No it's not, and in fact it's noticeably slower (which translated into a 15% performance hit for the particular real-world program I was running).
I realized this myself when asking this question from just a few days ago here.
Since the other answers deal with real, present-day devices -- which are bound to change and improve as time passes -- I thought we could look at the question from the theoretical side.
Proposition: When implemented in logic gates, using the usual algorithms, an integer multiplication circuit is O(log N) times slower than an addition circuit, where N is the number of bits in a word.
Proof: The time for a combinatorial circuit to stabilise is proportional to the depth of the longest sequence of logic gates from any input to any output. So we must show that a gradeschool multiply circuit is O(log N) times deeper than an addition circuit.

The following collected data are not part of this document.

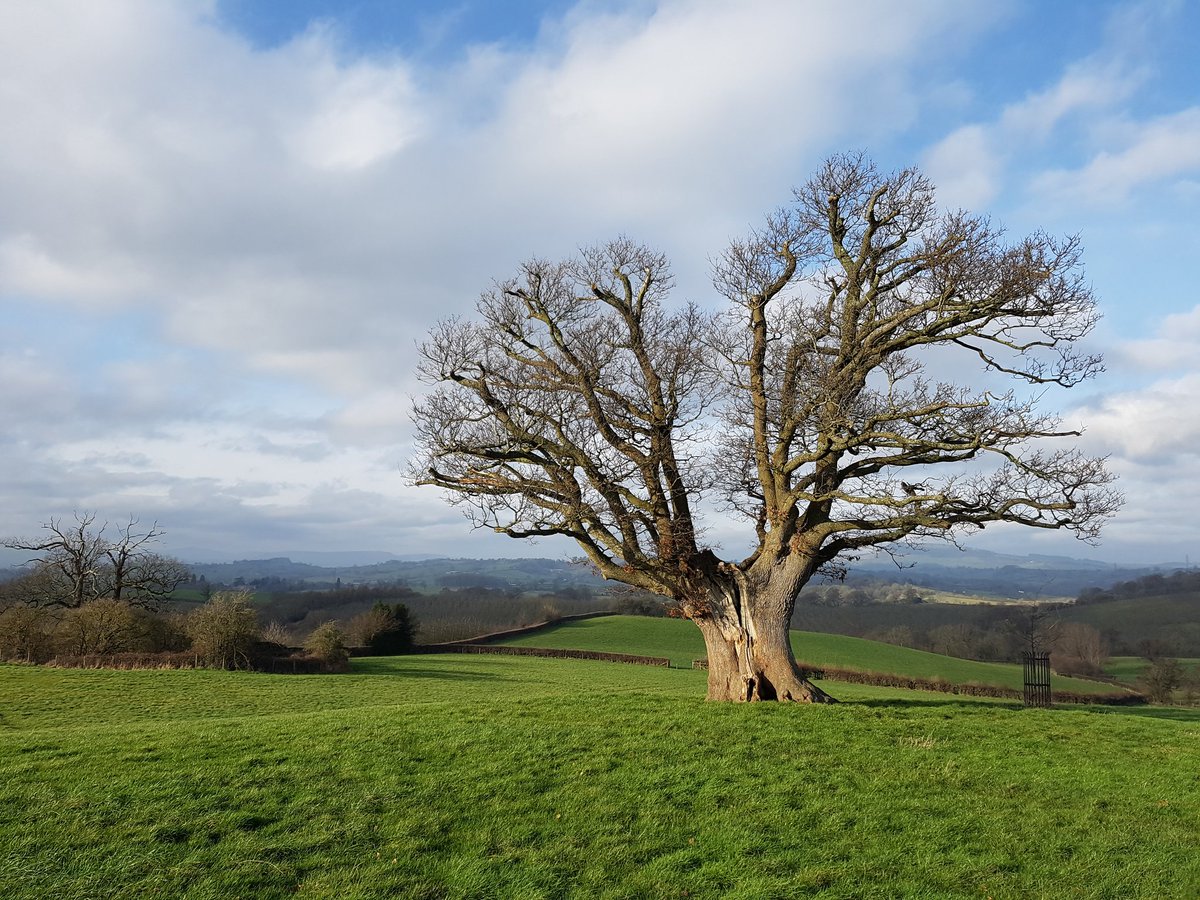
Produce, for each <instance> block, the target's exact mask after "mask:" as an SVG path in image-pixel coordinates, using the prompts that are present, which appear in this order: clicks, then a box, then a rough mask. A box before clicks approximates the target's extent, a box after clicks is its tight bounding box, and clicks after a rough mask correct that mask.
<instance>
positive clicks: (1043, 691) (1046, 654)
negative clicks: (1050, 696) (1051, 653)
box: [1021, 650, 1050, 707]
mask: <svg viewBox="0 0 1200 900" xmlns="http://www.w3.org/2000/svg"><path fill="white" fill-rule="evenodd" d="M1021 662H1024V664H1025V706H1027V707H1049V706H1050V654H1049V653H1046V652H1044V650H1042V652H1037V653H1030V652H1028V650H1026V652H1025V653H1022V654H1021Z"/></svg>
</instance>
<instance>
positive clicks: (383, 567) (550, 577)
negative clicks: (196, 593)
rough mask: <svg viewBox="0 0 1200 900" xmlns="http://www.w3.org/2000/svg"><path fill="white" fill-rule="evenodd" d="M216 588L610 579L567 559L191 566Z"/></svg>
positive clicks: (571, 582) (434, 590)
mask: <svg viewBox="0 0 1200 900" xmlns="http://www.w3.org/2000/svg"><path fill="white" fill-rule="evenodd" d="M188 568H190V569H191V570H192V571H193V572H194V574H196V575H197V576H198V577H199V576H203V577H204V578H205V580H206V581H209V582H210V583H212V584H238V586H242V584H245V586H248V587H254V586H256V584H262V583H264V582H265V583H266V587H269V588H272V589H280V588H281V587H282V586H281V584H280V583H278V582H281V581H282V582H299V583H300V587H310V588H323V587H330V586H334V584H337V583H341V584H343V586H352V584H392V583H396V582H403V583H404V584H407V586H408V587H410V588H412V589H414V590H418V592H422V593H436V592H439V590H443V589H445V588H472V587H474V588H492V589H502V590H517V592H524V590H562V589H565V588H582V587H586V588H599V587H602V586H604V583H605V582H604V581H602V580H601V578H600V577H599V576H596V575H595V574H594V572H593V571H592V570H590V569H588V568H586V566H581V565H576V564H574V563H570V562H568V560H564V559H439V558H432V559H430V558H425V559H409V560H403V559H389V560H385V562H378V563H373V564H368V565H313V564H311V563H301V562H296V560H294V559H290V558H287V557H274V558H271V559H241V560H238V562H232V563H193V564H190V566H188Z"/></svg>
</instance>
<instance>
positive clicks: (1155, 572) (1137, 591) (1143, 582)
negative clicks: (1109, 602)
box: [1075, 569, 1200, 605]
mask: <svg viewBox="0 0 1200 900" xmlns="http://www.w3.org/2000/svg"><path fill="white" fill-rule="evenodd" d="M1178 594H1194V595H1195V596H1196V600H1198V605H1200V569H1177V570H1175V571H1174V572H1170V574H1163V572H1152V574H1150V575H1145V576H1142V577H1140V578H1134V580H1132V581H1121V582H1117V583H1116V584H1112V586H1111V587H1108V588H1085V589H1084V590H1081V592H1079V598H1078V599H1076V601H1075V602H1078V604H1080V605H1090V604H1105V602H1112V601H1116V600H1133V599H1135V598H1141V596H1175V595H1178Z"/></svg>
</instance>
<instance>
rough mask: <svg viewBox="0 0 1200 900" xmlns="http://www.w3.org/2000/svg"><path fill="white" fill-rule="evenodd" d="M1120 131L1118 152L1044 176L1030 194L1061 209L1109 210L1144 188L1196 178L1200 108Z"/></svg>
mask: <svg viewBox="0 0 1200 900" xmlns="http://www.w3.org/2000/svg"><path fill="white" fill-rule="evenodd" d="M1124 131H1126V134H1124V140H1122V142H1121V145H1120V146H1117V148H1115V149H1110V150H1103V151H1100V152H1098V154H1096V155H1094V156H1093V157H1092V158H1091V161H1090V162H1088V163H1087V164H1086V166H1084V167H1082V168H1079V169H1055V170H1050V172H1046V173H1044V174H1043V175H1040V176H1039V178H1038V179H1036V180H1034V182H1033V185H1032V191H1033V192H1034V193H1039V194H1046V196H1049V197H1051V198H1054V199H1057V200H1060V202H1063V203H1074V204H1082V205H1086V206H1109V205H1120V204H1123V203H1126V202H1127V200H1128V199H1129V197H1130V194H1132V193H1134V192H1135V191H1138V190H1139V188H1141V187H1144V186H1146V185H1151V184H1154V182H1160V181H1170V180H1172V179H1183V180H1184V181H1187V180H1188V178H1187V176H1193V178H1194V176H1195V175H1196V174H1200V107H1192V108H1189V109H1183V110H1181V112H1178V113H1172V114H1170V115H1165V116H1159V118H1157V119H1151V120H1147V121H1138V122H1129V124H1128V126H1127V127H1126V128H1124Z"/></svg>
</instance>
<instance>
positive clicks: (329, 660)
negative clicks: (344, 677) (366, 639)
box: [304, 622, 350, 672]
mask: <svg viewBox="0 0 1200 900" xmlns="http://www.w3.org/2000/svg"><path fill="white" fill-rule="evenodd" d="M304 648H305V649H306V650H308V653H310V655H312V656H313V658H314V659H318V660H320V661H322V664H324V666H325V667H328V668H329V670H330V671H338V672H340V671H344V670H347V668H348V667H349V660H350V654H349V652H348V650H347V649H346V638H344V635H342V629H340V628H338V626H337V625H336V624H335V623H332V622H326V623H325V624H324V625H318V626H317V630H316V631H313V632H312V634H311V635H308V640H307V641H305V644H304Z"/></svg>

Addition is normally implemented as a half adder followed by N-1 full adders, with the carry bits chained from one adder to the next. This circuit clearly has depth O(N). (This circuit can be optimized in many ways, but the worst case performance will always be O(N) unless absurdly large lookup tables are used.)
To multiply A by B, we first need to multiply each bit of A with each bit of B. Each bitwise multiply is simply an AND gate. There are N^2 bitwise multiplications to perform, hence N^2 AND gates -- but all of them can execute in parallel, for a circuit depth of 1. This solves the multiplication phase of the gradeschool algorithm, leaving just the addition phase.
In the addition phase, we can combine the partial products using an inverted binary tree-shaped circuit to do many of the additions in parallel. The tree will be (log N) nodes deep, and at each node, we will be adding together two numbers with O(N) bits. This means each node can be implemented with an adder of depth O(N), giving a total circuit depth of O(N log N). QED.